I sneezed, cupping my hands over my mouth.
“God damn it! Into your sleeve!” She stood up and began squirting hand sanitizer across my desk frantically.
“This damned Corvid-19!” I dodged her sprays of gelatinous alcohol goop. “Stop! It’s on my bear claw!”
She stopped reluctantly. “It is Covid not Corvid.”
“It must have been that fucking mask he had on. Again. Unnecessary.” I stated at my bear claw miserably.
“A sheet of paper over his mouth muffled his words that badly?” She made that face she makes when she thinks she has caught me.
“Paper? No. It wasn’t made out of paper. Not even paper maché.” I toyed with the idea of eating the bear claw anyway. I could wipe it off.
“Do not think about still eating the bear claw.

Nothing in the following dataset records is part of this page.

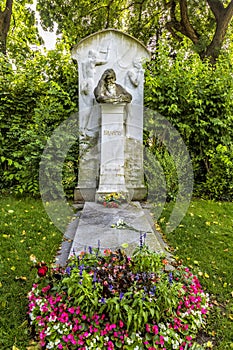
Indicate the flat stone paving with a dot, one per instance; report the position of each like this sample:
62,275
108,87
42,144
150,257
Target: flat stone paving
95,228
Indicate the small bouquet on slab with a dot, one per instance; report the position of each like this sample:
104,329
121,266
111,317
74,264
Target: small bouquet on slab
112,200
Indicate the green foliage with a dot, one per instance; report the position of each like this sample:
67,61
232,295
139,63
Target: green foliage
36,97
196,98
219,180
204,242
25,230
149,307
139,19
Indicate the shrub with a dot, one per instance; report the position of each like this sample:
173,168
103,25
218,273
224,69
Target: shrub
107,300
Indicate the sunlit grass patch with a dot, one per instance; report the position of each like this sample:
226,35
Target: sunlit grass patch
25,230
204,241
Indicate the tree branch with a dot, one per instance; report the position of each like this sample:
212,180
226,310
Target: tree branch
187,28
216,7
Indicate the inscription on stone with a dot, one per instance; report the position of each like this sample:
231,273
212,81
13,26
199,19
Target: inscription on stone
113,132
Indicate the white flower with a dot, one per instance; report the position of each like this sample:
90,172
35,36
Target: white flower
50,345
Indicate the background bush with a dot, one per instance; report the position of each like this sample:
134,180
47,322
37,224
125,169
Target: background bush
196,98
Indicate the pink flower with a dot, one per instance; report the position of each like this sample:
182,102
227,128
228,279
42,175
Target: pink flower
71,310
155,329
121,324
203,311
45,289
188,337
161,340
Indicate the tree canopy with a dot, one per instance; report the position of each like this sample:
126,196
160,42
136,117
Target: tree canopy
39,88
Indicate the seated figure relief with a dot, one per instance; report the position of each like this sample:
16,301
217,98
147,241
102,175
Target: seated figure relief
108,91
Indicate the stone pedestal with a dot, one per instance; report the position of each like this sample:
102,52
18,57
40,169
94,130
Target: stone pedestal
112,150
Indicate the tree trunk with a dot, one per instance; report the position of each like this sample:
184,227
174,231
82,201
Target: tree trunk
223,17
183,26
5,18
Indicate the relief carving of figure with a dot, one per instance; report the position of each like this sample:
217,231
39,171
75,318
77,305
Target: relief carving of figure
87,86
136,74
108,91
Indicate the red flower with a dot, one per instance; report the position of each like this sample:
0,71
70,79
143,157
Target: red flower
42,270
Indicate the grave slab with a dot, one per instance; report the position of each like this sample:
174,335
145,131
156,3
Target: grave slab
95,229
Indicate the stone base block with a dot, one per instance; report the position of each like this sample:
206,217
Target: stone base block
137,193
84,195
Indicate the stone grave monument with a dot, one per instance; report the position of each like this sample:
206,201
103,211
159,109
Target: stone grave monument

You can have mine. What kind of mask was it?” She set the white bag with the delicious pastry on my side of the desk.
“You don’t want your bear claw because you are afraid you will catch the Corvid. Admit it.” I looked at the bag hungrily.
“I don’t want the bear claw because my pants require assistance over my ass. My fupa is straining the zipper.” She patted her belly.

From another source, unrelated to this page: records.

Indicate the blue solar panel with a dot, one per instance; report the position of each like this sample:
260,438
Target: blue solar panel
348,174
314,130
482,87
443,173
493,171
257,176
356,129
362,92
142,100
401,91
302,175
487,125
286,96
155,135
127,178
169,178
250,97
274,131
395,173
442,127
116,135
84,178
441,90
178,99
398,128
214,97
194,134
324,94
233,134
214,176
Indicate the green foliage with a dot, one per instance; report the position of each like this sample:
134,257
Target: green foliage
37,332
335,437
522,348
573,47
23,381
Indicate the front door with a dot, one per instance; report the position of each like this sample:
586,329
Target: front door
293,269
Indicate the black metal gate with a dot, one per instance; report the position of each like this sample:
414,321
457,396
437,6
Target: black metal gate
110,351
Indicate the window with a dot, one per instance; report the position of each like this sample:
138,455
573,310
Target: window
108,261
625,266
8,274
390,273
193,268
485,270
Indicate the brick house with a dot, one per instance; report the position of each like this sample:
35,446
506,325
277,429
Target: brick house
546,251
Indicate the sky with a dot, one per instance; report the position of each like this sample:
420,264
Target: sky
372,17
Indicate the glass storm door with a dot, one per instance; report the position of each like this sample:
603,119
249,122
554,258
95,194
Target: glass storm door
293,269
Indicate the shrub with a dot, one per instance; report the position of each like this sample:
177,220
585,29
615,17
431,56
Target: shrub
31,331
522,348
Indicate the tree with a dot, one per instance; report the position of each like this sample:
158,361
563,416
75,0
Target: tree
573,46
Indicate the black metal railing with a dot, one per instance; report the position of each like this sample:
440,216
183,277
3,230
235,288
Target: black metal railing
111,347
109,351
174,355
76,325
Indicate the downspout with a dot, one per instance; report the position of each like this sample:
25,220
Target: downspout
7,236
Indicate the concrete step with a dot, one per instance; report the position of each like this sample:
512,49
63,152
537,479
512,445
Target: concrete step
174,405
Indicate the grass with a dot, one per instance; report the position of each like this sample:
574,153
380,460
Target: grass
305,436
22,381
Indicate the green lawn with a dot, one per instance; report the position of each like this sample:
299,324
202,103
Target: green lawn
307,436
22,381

“I don’t think a baby bump can be called a fupa.” I didn’t move towards the bag. Wanted to. But did not. Point for me.
“I am not the one that is pregnant. I just have to eat every time she gets hungry. She is eating for two. I’m just a pig. What was the mask?” She was watching the bag too.
I wondered how long she was giving me before she snatched it back. “It was one of those that covers the bottom of the face. With straps that go around the back of the head.”
“A face mask. That’s what I said. It’s paper.” She dared me to disagree.
I did. “It was certainly not paper. If it were, he would have bit right through the ball part.”
Her jaw dropped. “The doctor had a ball gag?”
“I sincerely doubt the veracity of a doctor with a ball gag.” She snatched the bag.
“Sexual proclivity does not preclude one from being a doctor. And I thought you were woke.” I grimaced even saying the word.
“What does that even mean?” She bit the bear claw and I felt her malice tear through the delicacy.
“I don’t know. But he said Corvid-19. I’m sure.” I watched her slowly chew. My stomach grumbled. I reassessed the one on my desk.
She got up and grabbed the ruined bear claw and threw it away. I groaned in protest but her glare cut it off. “Were you at bondage night?”
I nodded, feeling surly.
“Were you in your Plague Doctor mask?” She raised an eyebrow like a hard boiled detective.
“There is a plague going around. Duh.” I said smugly.
“The one that looks like a crow?” I felt her building up to something.
I was ecstatic but keeping my face straight. I nodded again.
“Was this all an elaborate ploy to make a pun about corvids, the crow and raven family of birds and the Covid-19 virus?” She sounded less impressed than I expected.
I shrugged my shoulders dejectedly.
“I am glad I ruined your bear claw.” She chomped into hers fiercely.
“Petty ass.” I dialed up the hurt.
She didn’t care. I got up and grabbed her coffee cup and mine and went to the breakroom with my shoulders hunched. The boss came in with his mug right before me and I stood and waited for him to pour his.
He looked at me as he let the sugar pour into his mug. “You okay? You look a little dejected, Mike.”
I sighed and listened as common sense screamed to be quiet. “Turns out I have Corvid-19.”
I watched his mug fall to the floor and shatter. I shrugged and looked around the now empty room. I made Mona her tea and poured my coffee with a self satisfied smile making my cheeks hurt. I heard the people talking in panicked tones down the hall. I felt better, a spring to my step as I went back to my desk.
Mona smiled as I set her tea down. “Thank you. Sorry about the bear claw. I kind of freaked. You look like the cat that ate the canary. What happened?”
“You’ll see,” I said, cheeks still hurting.
That was when the email notifications began to chime. A sudden onslaught. Mona looked down and I saw her lips moving as she read. Then she glared at me over her monitor.
“Ball gag or not, he was a licensed professional.”